# 1964 GTO intake, carb , and rear gear question.



## CCLGTO (Jan 2, 2009)

I just purchased a 1964 GTO 4 speed tripower. This car is a low mile car and was always garaged. It drives good, except for the 4:30 gears in the rear. My question is I think the tripower needs a rebuild, but I want to drive the car and don't want to hassle with the three carb rebuild right now. I have a edelbrock RPM manilfold and a new 750 double pumper. Will this manifold work on a 64. I keep seeing in the catalogs that the manifolds are for 65 to 79 pontiac motors. Also what do you guys recommend for a rear gear change. I need to do some research on the car, it has a few unique things with it. It never came with seat belts or a driver side mirror from the factory. Did pontiac have an option for not having a side mirror or belts? Also I'm new to forum and want to introduce myself. I also have 1968 GTO Convertible that I will be getting on the road soon to. Thanks and look forward to being being a member of the forum.


----------



## geeteeohguy (Feb 2, 2008)

Welcome to the forum! My own '65 hardtop never came with seatbelts or an outside mirror, either. They were indeed options in the early years. Most have been retrofitted, so finding one like yours is VERY RARE INDEED. Now, here goes, I'm gonna let you have it here, with both barrels. You have an original, first year GTO. Not a Tempest, not a hacked up hot hod. You have a Survivor. It needs to stay that way. The late manifold will not work. Also, it would be a BIG MISTAKE to remove the original 3x2 intake. It is a common misconception that tripower set-ups are complex, troublesome, hard to adjust, etc. This is a MISCONCEPTION. Tripower set-up's are simpler, easier to rebuild, and produce more power than most 4 barrel set ups. Only the middle carb has an idle and choke circuit. The carbs can be rebuilt easily by the hobbyist, or sent out to be rebuilt. Why spent good money to devalue the car with modifications that will destroy its originality and integrity? Have the tripower rebuilt, change out the rear end gears for some 3:55's, and enjoy your rare, desirable, early, and FAST GTO!!!
Jeff


----------



## CCLGTO (Jan 2, 2009)

Thanks Geeteeohguy, I would like to rebuild the tripower, but would like some advice on were to get the parts and is there a company that could also perform the rebuild. Also just for education, why do the after market manifolds not fit the 64 heads.


----------



## geeteeohguy (Feb 2, 2008)

Parts are available from Ames Performance and others, like Year One. I would consult Hemmings Motor News for a rebuilder. The heads on a '64 have a different bolt pattern than '65 and up, and the heater hose outlet is in a different location. You could get an earlier application manifold, but, if it were MY car, I'd keep the original, and highly desirable tri power set up. As I said, they are basically trouble free, economical to operate, and go like he**. Good luck........


----------



## Rukee (Feb 8, 2007)

I have a `65 GTO intake, carb (needs rebuilding) and chrome air cleaner I'd gladdly trade you for the Tri-power set up. 
The side mirrors on the `64 and `65 were dealer installed only, they did not come from the factory with the side door mirrors.

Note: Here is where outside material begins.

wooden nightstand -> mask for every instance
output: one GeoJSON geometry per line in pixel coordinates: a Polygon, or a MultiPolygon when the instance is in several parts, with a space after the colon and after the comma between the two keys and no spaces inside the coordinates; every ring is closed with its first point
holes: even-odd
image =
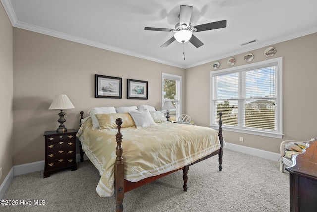
{"type": "Polygon", "coordinates": [[[66,133],[45,131],[45,161],[43,178],[62,169],[77,169],[75,129],[66,133]]]}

I'd go with at least the 3:55 with your 4-speed, it'll make it cruise alot better.


----------



## marks64 (Jun 16, 2009)

*Tripower rebuild*

If your thinking of having anyone rebuild your tripower, I'd consider Mike Wasson, pontiactripower.com. He just built a '64 set-up for me and it not only looks fantastic, but is date and code correct. He has a good site for information and parts for all pontiac tripower's. I believe he just got done speaking at the GTOAA National Co-vention. Good luck!


----------



## GregG (Aug 17, 2009)

CCLGTO, would your 64 happen to be turquoise?


----------